Here's the deal: take in fewer calories than you burn.
Two methods therefore, best in combination: eat less and exercise more.
There is no wiggling out of that principle.
You can eat lower caloric foods in the same quantity or eat high calorie foods in smaller quantities. You can do more intense activity when you do exercise or you can do lower intensity activity for longer and/or more often.
There is no trick about this. No magic formula.
Except – aha! – the same ideas that work for Discardia over time also can apply here. You don't have to change everything all at once, you just have to start changing things in the right direction more often than the wrong.
Running less of a caloric overflow than you do now is still better than no reduction at all. If you can't get yourself down to a caloric deficit right away, at least move in that direction.
Making sure you walk 6000 steps a day instead of 4000 is better than nothing. Aim for 10000, but don't give up if you don't get there right away.
(All this can be adapted for those who need to gain instead of lose weight, of course. Switching to a healthy high calorie substitute for something you currently eat regularly, for example.
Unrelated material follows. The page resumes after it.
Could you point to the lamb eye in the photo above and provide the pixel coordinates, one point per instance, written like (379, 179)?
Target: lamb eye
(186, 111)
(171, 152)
Or starting to work in higher fat accompaniments to your meals such as nuts, avocados, and cheeses could help tilt the scale the way you want to be heading.)
6 thoughts on “Discarding weight”
Seems to me that equation “take in less than you let go” applies to getting rid of useless kipple/cruft/junk that accumulates in living spaces as well.
It also applies to (for example) pollution/the environment, or well, anything that is undesirable and to be eliminated or at least reduced to a tolerable level.
I’m definitely on a permanent yarn diet so things don’t get scary around here. While I occasionally succumb to the $4 a skein bin, I have a storage ottoman and a tote bag and that’s it. I make myself pull yarn out of the stash and find a good purpose for it by only letting myself buy new yarn when I’ve been good and cleared out a little space. Unless it’s a really special project, there’s no need for me to go out and buy yarn when I have plenty. I’m supposed to be knitting and making cool objects, not collecting yarn…
Regarding your tip about tracking steps: This has been extremely valuable to me. I was a skeptic about wearing a pedometer. I have been doing weight training and cardio for most of my life and thought that my exercise ‘sessions’ at the gym or taking hikes were the answer. Well, doing any kind of exercise is part of the equation, but a person REALLY should get an idea of their EVERYDAY activity level, and the pedometer is the perfect tool for doing this.
I knew that my job, sitting in a cubicle most of the day or attending meetings, put me in the sedentary category, so that’s why I’d always make the effort to exercise. But once I started using the pedometer, I realized that my total number of steps were quite low on days I didn’t go to the gym. So, it got me walking at the end of the day (even if I’d already gone to the gym) to make sure I’d hit my 10K steps.
This has boosted my overall activity since I started doing this two months ago, and now I’ve lost those stubborn five pounds. Oh definitely, you have to combine exercise with a SENSIBLE eating plan that is described so well in this tip — along with my perspective: you do have to be disciplined….especially if you were a person who could eat just about anything when you were a young person. As you age, you just can’t get away with that. Sorry, but that’s the truth. The flip side of NOT getting to eat cookies, candy, and cake every day when you’re older is that –yes– you’re wiser (you know you are!). Wiser is great!!!
You can get a simple pedometer for under $20, and mine required no set-up or programming. I just look at the number of steps. I don’t hassle about the mileage (you have to measure your stride to do that). Just do the simple monitoring of your number of steps every day. I’ve been slowly bumping up the daily average per week (yes, some DAYS you just won’t get your goal — due to external forces — so shoot for an average per week). My goal for the four weeks is to have a daily average of 12K.
Bertanna, I think you’ve just inspired me to move “get a new battery for my pedometer” from the “oh, I really ought to do this soon” list (where it has languished since late last year) to the “do tomorrow” list. Thanks!
There’s a fun little pedometer community called Walker Tracker – you can keep track of your steps, write a step blog, and see how your pals are doing. It keeps stats which has been a source of motivation for me.
(fortunately, I live close enough to work that I can walk, so I’m now averaging almost 11,500 steps/day. yay!)
Edward, thanks for the tip for the site http://walk.ideacog.net/index.php?page=about
I was looking for something like this, and it’s even better than what I assumed would be available for free.